Thursday, May 12, 2011

Sr Maryta Laumann SSpS - Fu Jen Catholic University, China

Over the last few days, since your dolls visited Fu Jen Catholic University, they –and you through them- have had a lot to say to us, both students and teachers alike. Although we had only four days to display them, it was worth all the effort spent. No one, who took the time to really look and listen went away unmoved. Although your dolls don’t speak Chinese, they got their message across, not withstanding barriers of language and culture, touching the hearts of young and old, students and teachers, women and men, well-to-do and those less fortunate.

I would like to thank you especially for the time you gave to my class of graduate students the first afternoon after they had seen the display. Their questions, and even their tears, told me how powerful the language of your dolls is, raising deep questions ranging from the lot of the poor, as you know them, to globalization, from consumerism to social responsibility, from power politics to ecological concerns, from movements and solidarity in the spirit of hope, believing that a better world is possible. You can be sure your dolls will continue to speak to them and myself in my ‘Design and Culture’ class, in my ‘Globalization and Development’ seminar, and in my ‘Contemporary Issues’ class. The same I think is true of a number of other teachers, who brought their students to see the display and to ask you questions on the spot. Your dolls are excellent question-raisers; their soft, gentle approach is very appropriate, inviting, indeed attractive way of reaching the young generation of today, who are little inclined to listen to indoctrination.

Dear Francoise, may be what I want to say is, that I wish you would have more chances to enter the universities and colleges, where teachers can bring their students. Such exposures move their hearts, and once their hearts are moved and open, it is rather easy for us teachers to deepen the message, that you (and we as well) hope to get across to them, independent of the subject we teach. Therefore I also wish to thank you for allowing us to take some photos and even a video. Through them, your book and poems, the dolls will continue to be excellent ‘teaching assistants’ to me and others.

Considering the experience of the exhibition, I believe your personal presence makes difference, because after having encountered the dolls, people want to know who breathed the soul into these creatures, whose life are they breathing and sharing? We can do some translation but we cannot really substitute you. Your living witness tells it all, and people come to realize what a difference one single person can make, and what a difference we can make together, if we join hands in solidarity to make this world a better place to live in.

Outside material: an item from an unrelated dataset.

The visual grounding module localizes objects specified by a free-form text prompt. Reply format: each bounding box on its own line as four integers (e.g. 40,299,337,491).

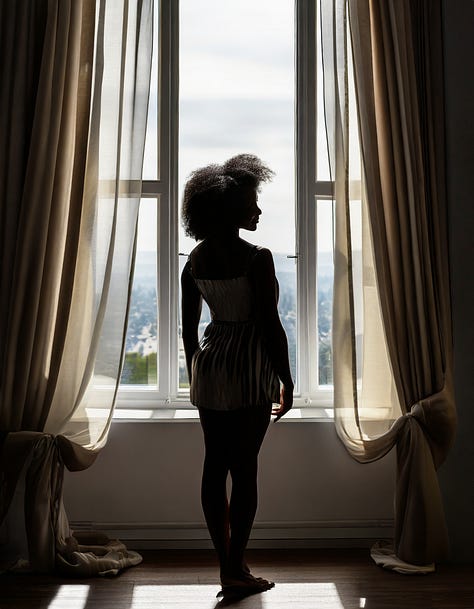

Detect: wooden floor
0,550,474,609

Don’t you think that is the ‘good news’ of hope most needed in our world today? That is also why in our Department I have created the slogan: ‘Together we can make it!’

In my community we discuss a lot of so-called ‘new ministries’, finding ways and means to be more effective in our missionary involvements in a rapidly changing world. Led by Providence, you have found a very creative, unique, personally engaging, and very powerful ‘new ministry’. May God give you more and more opportunities to speak His and your message through the life of the poor, neglected and abused through the down-to reality expressions of your dolls, appealing to the conscience of modern humanity.

Finally, I wish to thank you for spending time with Yuma last night. Of all those who came, I wanted her (more than anyone else) to see the dolls. After she looked at them for one and a half hours all alone last night, she talked to me about her impression. She said that she just returned from a National Conference entitled: ‘Museum Development and Taiwan Aborigines’. As the Conference proceeded, the Aborigines participants felt increasingly uncomfortable, because they experienced themselves being treated as ‘research objects’ by scholars of anthropology, and as mere means by which to improve local museums, rather than as having a dignity of their own, a right to their own ideas, lifestyle and plans for development. While talking and listening to your dolls, Yuma felt keenly that here was someone at work, who respected the life of those represented by them, gave them a voice of their own, allowed the poor, the neglected and maltreated to teach powerful lessons of reflection to the learned of the 21st century. Therefore, I was so glad when you took time late last night, though your were very tired, to allow her to share with you feelings and frustration in her own work as an Aborigines among her own tribal people, and you shared yours with her. She appeared so much brighter and lighter, when she left late at night than when she arrived.

Dear Francoise, I did not want to write so much in the guestbook at the exhibition desk. Yet, as a sign of gratitude and appreciation, please accept these lines for your encouragement and comfort in all your labour of love fidelity to the mission entrusted to you. I shall remember you with joy and thanksgiving in my prayers.